The scientific method states that the responsibility of a trader is to explain why a particular movement in a price took place. This explanation cannot be provided by a simple formula, rather one has to strain out many, many factors that led to the final outcome. Componential analysis is based on the fact that the underlying principles that influence the price movement can be divided into multiple components. These components relate to and interact with each other.

There are two basic components that influence the price; the fundamental data and the human response to this data. These elements can then be divided into further components, for example human nature has led to the creation of methods like lines of support and resistance and moving averages as a way of coping with data in space and time. These ideas can then be divided into further components.

The reason for writing about this is because the way that the price moves in the graphs will inevitably evolve over time. This can be seen in that new methods come and then influence the general trend. Gann and Elliott appear to have been influential in their time, irrespective of whether their methods ultimately worked. Also new technology influences how people trade, for example the computer has radically reformed the way that people speculate.

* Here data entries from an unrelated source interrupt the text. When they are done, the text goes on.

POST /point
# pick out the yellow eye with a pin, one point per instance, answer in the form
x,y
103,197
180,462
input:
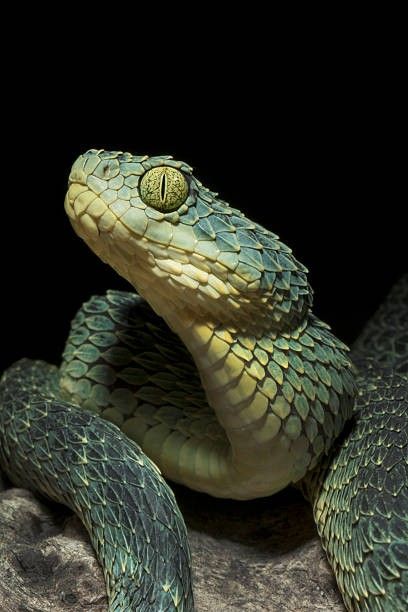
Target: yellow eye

Components can also evolve due to conflictions in methods. Imagine a pair which is significantly influenced by lines of support and resistance and where the 100 moving average is also used. A situation arises one day where the prices utilize a line of support below and the 100 moving average as a line of resistance above. Slowly these two converge and the trader has to make a decision which one is more important. Fundamental analysis may come into play, but a shift in priorities may be indicated if the price bounces off of the moving average and moves through the line of support. If this becomes a repetitive event, then traders will come to understand that there has been an adjustment to the technical analytical framework; the moving average has become more important than lines of resistance/support. This then leads traders to insecurity about the significance of these lines to trading and the whole character of a particular pair can become unstable until consistent results are revealed in the graphs.

A real example can be seen in the article on MACD in Wikipedia. The author says that in the 80′s, this tool was very useful, but more recently it has has been prone to whipsaw, meaning that the price goes in the opposite way than what you would expect. In the one currency pair that I focus on, the reason for this is because another indicator has taken priority over MACD.

The conclusion of this exploration is that traders should be particularly sensitive to the underlying components that influence the price movements in a graph. They should try and have an explanation for as many features of the graph as possible. There also needs to be a monitoring of new additions to, or changes in priorities in the underlying principles.